Hashing files in python

This article will explain how to calculate hash of a file or hashing files in python. A hash function takes a variable length of bytes and generates a fixed length string out of it. This string is called hash or digest or checksum.

Hashing of files is useful in following situations
1.  Used to compare two files by generating their hash and checking their values. If hash of two files are same, they are considered to be identical.
2. Ensure the integrity of a file when it is transferred over network by comparing the hash generated at the sending end with the hash calculated at the receiving end.
If the file is tempered, the hash will be different.
3. Compare the hash of a downloaded file with its actual hash to confirm if it downloaded completely.

Hashing algorithms
There are many different hashing algorithms available, such as 'md5', 'sha1', 'sha224', 'sha256', 'sha384', 'sha512', 'sha3_224', 'sha3_256', 'sha3_384', 'sha3_512' etc.
Most commonly used are md5 and sha1 since they are fast.
Note that while calculating hash of a file, its contents are used and not its name.

In this article, we will get hash of a file using md5 and sha1 algorithms in python.
Python hashlib module
Python hashlib module provides functions to calculate and get hash of a given data. To use hashlib, we need to import it and create a hash object according to the algorithm to be used.

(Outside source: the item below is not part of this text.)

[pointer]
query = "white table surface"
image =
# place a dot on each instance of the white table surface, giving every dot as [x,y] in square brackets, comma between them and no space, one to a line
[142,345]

To create hash object, hashlib has functions such as md5(), sha1(), sha224() etc., to find hash using md5, sha1, sha224 algorithms respectively.
Once, we get a hash object, following are its important functions that are useful to calcualte secure hash value.
1. update()
This function accepts data and updates the hash object with it. Repeated calls to this function concatenates data to the hash object.
This is usually done while reading a large file in chunks of data.
2. hexdigest()
Returns the secure hash or digest as a string.
3. digest()
Returns the secure hash or digest as bytes.
md5 File hash
Let’s look at how to get hash of a file using md5 algorithm in python. Example program is given below

import hashlib as hs

hash_md5 = hs.md5()
with open('painting.png', 'rb') as file:
    buffer = file.read()
    hash_md5.update(buffer)
print('Hash of file is:', hash_md5.hexdigest())

Following is the stepwise explanation of the code.
1. As a first step, hashlib module is imported into the program.
2. Next, we get its object using md5() method.
3. The file whose hash we want to calculate is opened for reading. Since, it is an image(binary file), the mode of opening is ‘rb’.
4. The contents of the file are read into a variable using read() method.
5. This variable containing file data is passed to update() method of hash object.
6. Finally, we get the hash of file contents as a string with hexdigest() method of hash object.

Output is

Hash of file is: bf500cbe32570d158f8cf4373106944c

Length of md5 digest is 128 bytes

sha1 file hash
Finding hash of a file using sha1 algorithm is similar to md5 except that we need to call sha1() method of hashlib module to get the hash object, instead of md5(). Example,

import hashlib as hs

hash_sha1 = hs.sha1()
with open('painting.png', 'rb') as file:
  buffer = file.read()
  hash_sha1.update(buffer)
print('Hash of file is:', hash_sha1.hexdigest())

This prints

Hash of file is: 223279b5ca089821291c3c33bbf7a455250a012e

Length of sha1 digest is 160 bytes.
md5 hash of large files
In the last example, we are reading a file using read() method, which reads entire file at once and loads it into memory.
For large files, this method would not be suitable since it would consume the entire memory.
So, we would read large files in chunks or blocks and pass this block to update() method of hash object. Multiple calls to update() concatenates the data that is supplied to it. Example,

import hashlib as hs

hash_md5 = hs.md5()
# define the bytes to be read at once
BLOCK_SIZE = 8192
with open('doc.pdf', 'rb') as file:
  buffer = file.read(SIZE)
  # loop till entire file is read
  while len(buffer) > 0:
    hash_md5.update(buffer)
    # read next block 
    buffer = file.read(SIZE)
print('Hash of file is:', hash_md5.hexdigest())

Note that we are reading the file using a python while loop. Each iteration of the loop reads 8192 bytes and passes them to update() method.
Loop continues till the number of bytes read becomes 0, which means that the end of file has reached.

sha1 hash of large files
This is similar to previous method except that we need to call sha1() method to get the hash object instead of md5(). Example,

import hashlib as hs

hash_sha1 = hs.sha1()
# define the bytes to be read at once
BLOCK_SIZE = 8192
with open('doc.pdf', 'rb') as file:
  buffer = file.read(SIZE)
  # loop till entire file is read
  while len(buffer) > 0:
    hash_sha1.update(buffer)
    # read next block 
    buffer = file.read(SIZE)
print('Hash of file is:', hash_sha1.hexdigest())

That is all on finding hash of a file in python. Hope the article was useful.